Siyaset söylemi sertleşiyor... İYİ Parti rahat değil. Ümit Özdağ’ın açıklamaları sayfalarımızda. MHP Genel Başkan Yardımcısı Semih Yalçın’ın Meral Akşener’i hedef alan değerlendirmesi çok sert: “Fosforlu Cevriyelik taslama.”

Millet İttifakı’na yönelen yıpratma girişimleri önümüzdeki günlerde boyutlanacak gibi görünüyor. HDP ile ilgili girişimler kendi mecrasına girdi. İttifakın sağ kanadına yönelik bir kanal İYİ Parti ise diğeri Saadet Partisi... Ayrıntılara geçelim.

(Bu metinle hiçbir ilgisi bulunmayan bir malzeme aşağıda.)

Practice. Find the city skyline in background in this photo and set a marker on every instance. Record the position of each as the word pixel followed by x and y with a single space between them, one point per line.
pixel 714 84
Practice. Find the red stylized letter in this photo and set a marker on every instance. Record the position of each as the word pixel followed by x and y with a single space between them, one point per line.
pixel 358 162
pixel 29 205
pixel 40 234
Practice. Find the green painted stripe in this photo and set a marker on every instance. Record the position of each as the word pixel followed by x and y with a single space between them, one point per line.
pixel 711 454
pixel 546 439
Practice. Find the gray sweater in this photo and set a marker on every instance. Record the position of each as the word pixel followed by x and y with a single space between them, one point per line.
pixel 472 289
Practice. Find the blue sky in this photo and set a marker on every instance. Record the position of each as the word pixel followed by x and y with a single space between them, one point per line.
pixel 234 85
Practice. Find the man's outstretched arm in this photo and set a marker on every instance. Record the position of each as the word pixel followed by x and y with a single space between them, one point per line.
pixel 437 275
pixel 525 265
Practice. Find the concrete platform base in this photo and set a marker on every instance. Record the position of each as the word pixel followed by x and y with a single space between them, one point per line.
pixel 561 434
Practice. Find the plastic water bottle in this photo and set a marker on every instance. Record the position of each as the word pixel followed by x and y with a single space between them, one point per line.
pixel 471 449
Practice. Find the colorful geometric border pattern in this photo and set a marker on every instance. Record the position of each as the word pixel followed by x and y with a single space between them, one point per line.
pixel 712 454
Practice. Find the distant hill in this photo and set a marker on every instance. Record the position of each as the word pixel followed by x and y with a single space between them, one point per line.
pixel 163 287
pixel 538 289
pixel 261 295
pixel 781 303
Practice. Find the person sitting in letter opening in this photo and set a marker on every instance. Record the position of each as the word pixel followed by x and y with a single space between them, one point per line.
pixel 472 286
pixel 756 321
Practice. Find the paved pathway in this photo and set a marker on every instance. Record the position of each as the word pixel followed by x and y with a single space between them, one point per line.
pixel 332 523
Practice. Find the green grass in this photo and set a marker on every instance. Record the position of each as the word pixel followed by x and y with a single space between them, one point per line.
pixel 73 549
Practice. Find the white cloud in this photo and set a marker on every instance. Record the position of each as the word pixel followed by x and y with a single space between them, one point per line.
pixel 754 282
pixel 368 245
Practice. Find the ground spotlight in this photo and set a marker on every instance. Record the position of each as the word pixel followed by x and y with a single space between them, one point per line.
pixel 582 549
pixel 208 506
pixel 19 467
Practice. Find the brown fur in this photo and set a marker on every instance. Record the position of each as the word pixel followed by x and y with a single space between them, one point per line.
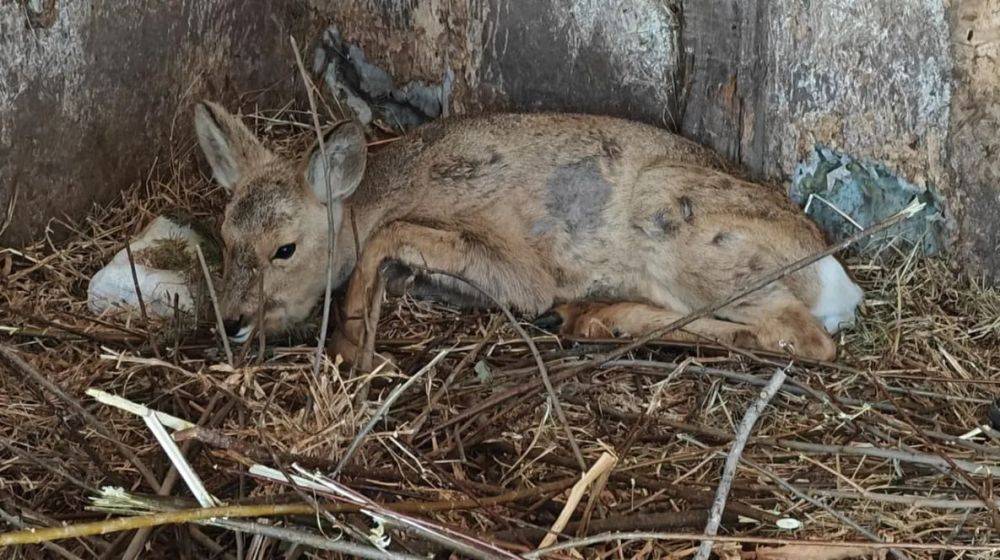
pixel 536 210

HDP’li milletvekilleri hakkındaki suçlamalar nedeniyle TBMM gündemine alınan fezlekeler konusunda CHP’nin tavrı netleşti. Burada bir sorun yok. Ancak İYİ Parti’den dokunulmazlıkların kaldırılmasına “hayır” diyecek milletvekilleri olması durumunda keskin bir tartışmanın başlayacağı da net. Millet İttifakı üyelerine HDP üzerinden bir tuzak kurulduğunu zaten yazmıştık. Şimdi başka bir noktadan atış daha bekleniyor: İstanbul Sözleşmesi. Çok büyük oranda kadına yönelik şiddeti engelleme amacı taşıyan sözleşmede eşcinsel grupları da kapsayan “toplumsal cinsiyet” tanımlaması sağ partilerde “nesillerin güvencesi” gerekçesiyle tepki topluyor.

YENİ TUZAK MI?

İstanbul Sözleşmesi’ne en net muhalefeti Saadet Partisi (SP) yapıyor. Bu partiyi gözüne kestiren AKP’de ise kadın hakları konusunda bir nebze de olsa duyarlılık oluşmuş durumda. Ancak kulislere sızan bilgilere göre İstanbul Sözleşmesi’nin revize edilmesi konusunda bir çalışma yürütülüyor. Bu çalışma hem parti içindeki hassasiyeti gidermek hem de bu yolla SP ile bir ortaklaşma yaratmayı hedefliyor. CHP’nin İstanbul Sözleşmesi’ne bakış açısı ile SP’nin bakış açısının örtüşmesi olanağı yok. Bu konuda TBMM’ye getirilecek yeni düzenleme Millet İttifakı bileşenleri açısından yeni bir tuzak olabilir. Konunun Cumhurbaşkanı Tayyip Erdoğan ile “Milli Görüş lideri” Oğuzhan Asiltürk görüşmesinde gündeme geldiği de biliniyor. Asiltürk’ün unvanını özellikle tırnak içine aldık. Bu unvan bir partiye değil, partiden daha fazlası, bir camianın önderliği anlamına geliyor, bu camia da bu unvanı kabul ediyor. Bu görüşmenin olası sonuçlarını bu açıdan ciddiye almak gerekli. Başta CHP, Millet İttifakı’nın politika yapıcılarının bu konuyu da dikkate alması gerekiyor.

CHP NE YAPIYOR?

Birkaç analizimizde Cumhur İttifakı önderlerinin iktidarlarını güçlendirme ve takviye arayışlarına dikkat çektik. Akla gelebilecek bir soru da “CHP ne yapıyor” sorusu olabilir. Şüphesiz boş durmuyor. Muharrem İnce ve iki milletvekilinin istifalarının ardından parti bütünlüğü için alarma geçildi. CHP’nin kapsayıcılığının gösterilebilmesi için Kırklareli Belediye Başkanı Mehmet Siyam Kesimoğlu’nun partiye dönüşü sağlandı. Ki CHP Genel Başkanı Kemal Kılıçdaroğlu, yerel seçimler sonrasında Kesimoğlu’nun partiye dönüşüne ilişkin sorulara, “söz konusu değil” yanıtını veriyordu.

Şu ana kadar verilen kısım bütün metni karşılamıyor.